Изменить стиль страницы

ЧАСТЬ ТРЕТЬЯ

Глава первая

КУТЕРЬМА

События начались в то утро, когда Костя опять чуть не поссорился с Катюшей. Они шли на работу. Было совсем светло. Солнце теперь вставало рано, чтобы скорее растопить тонкий серебряный ледок в лужах, из которых за ночь убегала вода. Леночка и Сева о чем-то разговорились и незаметно для себя ушли вперед, а Костя с Катей отстали.

- Не нужно бежать, как на пожар, - сказала она. - Погода такая хорошая. Подышим воздухом.

Они дышали воздухом, но дело было не в воздухе. На холме солнце вдруг осветило ее лицо, и Костя увидел, что у Кати серые щеки, глаза тусклые, а под глазами мешочки. Она зажмурилась, остановилась, нетерпеливо размотала шарфик, пожаловалась: «Опять бабушка меня так глупо закутала!» - а потом покачнулась, схватилась за Костину руку и стала часто, коротко дышать.

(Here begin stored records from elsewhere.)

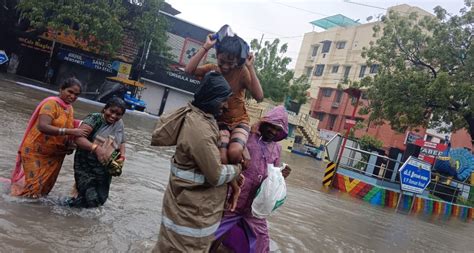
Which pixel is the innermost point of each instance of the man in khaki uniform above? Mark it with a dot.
(193, 203)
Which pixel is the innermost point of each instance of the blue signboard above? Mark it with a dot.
(415, 175)
(3, 57)
(88, 62)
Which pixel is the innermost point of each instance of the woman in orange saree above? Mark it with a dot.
(45, 143)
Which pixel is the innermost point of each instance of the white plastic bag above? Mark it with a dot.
(271, 194)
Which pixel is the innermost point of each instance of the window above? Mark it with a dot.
(362, 71)
(374, 69)
(327, 92)
(332, 121)
(353, 100)
(318, 71)
(338, 96)
(308, 71)
(340, 44)
(347, 70)
(314, 51)
(326, 46)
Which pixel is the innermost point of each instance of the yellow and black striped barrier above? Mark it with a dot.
(329, 174)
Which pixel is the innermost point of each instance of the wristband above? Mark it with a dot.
(94, 147)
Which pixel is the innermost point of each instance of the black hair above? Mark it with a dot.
(72, 81)
(214, 90)
(234, 47)
(117, 102)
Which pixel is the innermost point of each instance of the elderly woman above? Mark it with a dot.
(46, 143)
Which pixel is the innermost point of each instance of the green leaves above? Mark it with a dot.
(426, 71)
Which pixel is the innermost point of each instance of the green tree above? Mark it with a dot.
(271, 67)
(298, 90)
(426, 68)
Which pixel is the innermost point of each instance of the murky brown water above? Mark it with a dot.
(312, 220)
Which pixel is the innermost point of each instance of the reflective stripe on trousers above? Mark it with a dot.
(190, 175)
(187, 231)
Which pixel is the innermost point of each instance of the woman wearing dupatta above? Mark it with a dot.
(45, 143)
(93, 169)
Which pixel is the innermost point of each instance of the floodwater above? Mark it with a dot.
(312, 219)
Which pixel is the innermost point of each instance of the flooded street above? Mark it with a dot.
(312, 219)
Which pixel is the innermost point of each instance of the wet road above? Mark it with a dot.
(312, 219)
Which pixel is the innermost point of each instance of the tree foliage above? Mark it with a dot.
(99, 23)
(426, 68)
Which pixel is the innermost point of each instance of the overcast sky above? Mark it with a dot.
(285, 19)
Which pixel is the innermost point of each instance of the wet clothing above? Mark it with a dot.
(238, 79)
(193, 202)
(41, 156)
(92, 178)
(209, 97)
(242, 231)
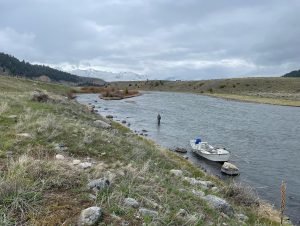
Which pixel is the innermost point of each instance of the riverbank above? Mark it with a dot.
(255, 99)
(276, 91)
(57, 156)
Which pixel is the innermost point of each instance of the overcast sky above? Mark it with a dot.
(184, 39)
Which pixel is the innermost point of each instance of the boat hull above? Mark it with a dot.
(230, 172)
(213, 157)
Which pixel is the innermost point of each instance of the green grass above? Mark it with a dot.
(272, 90)
(36, 189)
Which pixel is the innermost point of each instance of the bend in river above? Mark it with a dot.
(264, 140)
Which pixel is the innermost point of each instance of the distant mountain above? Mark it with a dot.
(10, 65)
(292, 74)
(109, 76)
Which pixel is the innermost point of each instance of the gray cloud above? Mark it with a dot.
(192, 39)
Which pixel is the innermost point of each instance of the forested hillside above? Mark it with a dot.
(10, 65)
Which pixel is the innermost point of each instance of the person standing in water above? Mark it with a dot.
(158, 119)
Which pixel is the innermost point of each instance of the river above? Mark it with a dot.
(264, 140)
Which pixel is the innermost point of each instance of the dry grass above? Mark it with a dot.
(36, 189)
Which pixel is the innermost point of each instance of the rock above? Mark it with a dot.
(180, 150)
(193, 219)
(148, 213)
(241, 217)
(182, 213)
(90, 216)
(203, 184)
(219, 204)
(92, 197)
(26, 135)
(215, 189)
(90, 109)
(76, 161)
(101, 124)
(131, 202)
(59, 157)
(13, 117)
(99, 184)
(39, 96)
(85, 165)
(177, 173)
(229, 169)
(125, 223)
(60, 147)
(198, 193)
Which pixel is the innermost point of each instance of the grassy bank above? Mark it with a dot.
(279, 91)
(38, 188)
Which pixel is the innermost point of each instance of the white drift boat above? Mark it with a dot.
(207, 151)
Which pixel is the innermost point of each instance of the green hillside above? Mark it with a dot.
(10, 65)
(269, 90)
(53, 148)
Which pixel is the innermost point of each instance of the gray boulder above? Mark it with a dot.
(219, 204)
(99, 184)
(148, 213)
(39, 96)
(175, 172)
(131, 202)
(101, 124)
(241, 217)
(198, 193)
(202, 183)
(90, 216)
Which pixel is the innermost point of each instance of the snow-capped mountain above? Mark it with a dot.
(109, 76)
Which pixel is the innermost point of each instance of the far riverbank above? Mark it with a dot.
(272, 90)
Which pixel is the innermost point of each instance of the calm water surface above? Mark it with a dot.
(264, 139)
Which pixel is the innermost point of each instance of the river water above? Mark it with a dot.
(264, 140)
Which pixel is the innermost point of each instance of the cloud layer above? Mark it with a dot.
(191, 39)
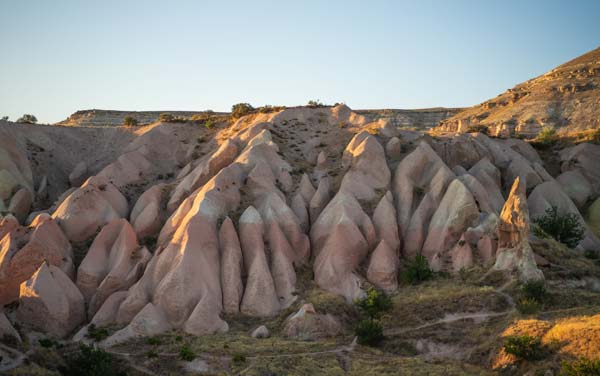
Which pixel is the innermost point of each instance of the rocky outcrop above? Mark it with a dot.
(420, 181)
(514, 252)
(50, 302)
(308, 325)
(24, 249)
(83, 213)
(146, 215)
(113, 263)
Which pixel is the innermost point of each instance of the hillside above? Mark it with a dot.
(239, 246)
(567, 98)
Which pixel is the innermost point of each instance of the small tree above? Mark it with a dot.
(241, 109)
(564, 228)
(27, 118)
(130, 121)
(166, 118)
(417, 270)
(524, 347)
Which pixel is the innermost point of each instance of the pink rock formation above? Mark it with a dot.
(231, 267)
(420, 181)
(114, 262)
(83, 213)
(146, 213)
(455, 214)
(50, 302)
(24, 249)
(260, 296)
(514, 252)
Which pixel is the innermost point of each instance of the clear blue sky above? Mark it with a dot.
(60, 56)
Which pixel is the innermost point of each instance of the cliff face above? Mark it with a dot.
(567, 97)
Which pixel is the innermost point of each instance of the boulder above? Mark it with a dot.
(113, 263)
(50, 302)
(576, 186)
(260, 297)
(79, 174)
(231, 267)
(146, 213)
(24, 249)
(307, 325)
(455, 214)
(83, 213)
(20, 203)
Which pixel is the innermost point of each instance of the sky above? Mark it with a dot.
(60, 56)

- Постой немного, - шепнула она. - Почему-то мне сразу стало… нехорошо.

- Занедужила? - встревожился Костя.

- Нет, ничего… Пожалуйста, не поднимай шуму!

Она медленно двинулась дальше, а Костя пошел рядом, чтобы в случае чего не дать ей скатиться с холма.

- Сама виновата, Катерина! - сказал Костя.

- Опять ты пристаешь со своими глупостями! - сердито ответила она, так как поняла, что скрывалось за его словами. - Кто тебя просит? Думаешь, как только пойду к доктору и… помирюсь с Ниной Павловной, так сразу и вылечусь? Все это напрасно, потому что папа, конечно, погиб… Сколько времени прошло, а писем все нет… И я уверена, что она… тоже перестала ждать. Забыла папу… Совсем забыла, бессовестная такая!…

Это возмутило Костю. Он видел, он хорошо видел, как измучилась, похудела Нина Павловна, дожидаясь весточки с фронта, как непосильно она работает, чтобы отогнать тяжелые думы. Да и Катя, конечно, видела это. Он чуть не выругал ее, но сдержался, бросился вперед и нагнал Леночку.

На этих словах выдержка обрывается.